Even though the maxShap weighting strategy performance was the lowest when compared to other tested approaches in both experiments, we consider that model variety would play a bigger role in real-life applications for heterogeneous ensembles. We assume that the cause of this phenomenon may be attributed to classifiers trained on smaller data sets that may contain more noisy data and may result in constructing a very weak learner upon it. Such models in real-life scenarios might be discarded as erroneous even before including them in an ensemble. The posShap method benefited from the opposite effect when the exclusion of poor-performing members boosted the performance of the ensemble. The experiment results revealed that even though in some tested cases the weighting strategy produces a positive gain in ensemble performance, it mostly depends on the used model type and datasets characteristics. When comparing performance between implementations in heterogeneous experiment results (Figure 15 and Figure 19) a clear difference between the monolith model and weighting strategies, when the Mono approach outperforms weighting strategies (Figure 19), surprisingly, only in the R implementation case. We speculate that this disparity could be attributed to implementation-specific calculation methods of Mono models and differences in hyperparameters, although we tried to unify those values as much as possible.

We assume that the presented weighting strategy could be used in applications that require high model precision such as medical research because in some other cases, the accuracy gains would not be significant enough to justify the computational costs of Shapley value exact estimation. The computational complexity of exact Shapley computations is O(N!), whereas the expected marginal contributions [19] (EMC) approximation methods complexity is O(N). For illustration, the runtime of Shapley calculations has been evaluated and the results, supporting these theoretical complexities, are presented in Figure 21. The exact Shapley computation runtime was similar for ensembles that contained 2–5 members, but its runtime increased exponentially with higher member counts. The average calculation time for exact Shapley calculations with 13 ensemble members was 13.612 s and for EMC approximation 0.002 s.

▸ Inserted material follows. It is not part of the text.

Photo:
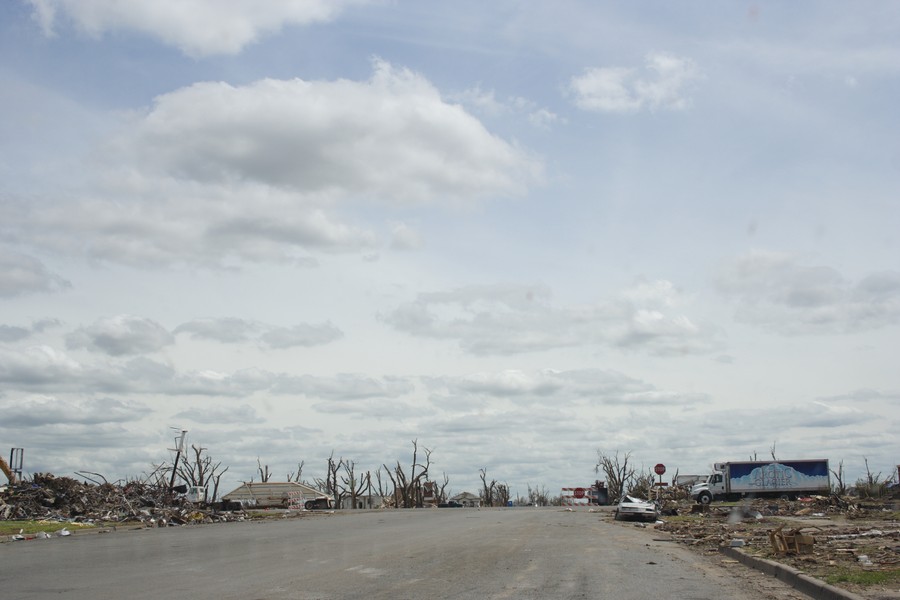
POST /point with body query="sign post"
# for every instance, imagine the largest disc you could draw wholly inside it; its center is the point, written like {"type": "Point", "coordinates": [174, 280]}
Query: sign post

This problem of increase in runtime could be addressed by estimating Shapley value using existing approximation algorithms [62,63], as in, related Shapley vote-based strategy [19] or using approaches to reduce the number of models inside the ensemble without significantly worsening its performance [64]. However, if approximation is applied our method would have a computational advantage over competitors’ strategy [19] because their calculations were performed at an individual data point level, whereas we pool all the data into a validation set and estimate prediction performance on it. The proposed strategy could also be applied to achieve privacy preservation when applied in conjunction with knowledge transfer architecture [17]. The strategy could provide optimal weights for an ensemble of individually trained shared models that would result in a strong teacher model.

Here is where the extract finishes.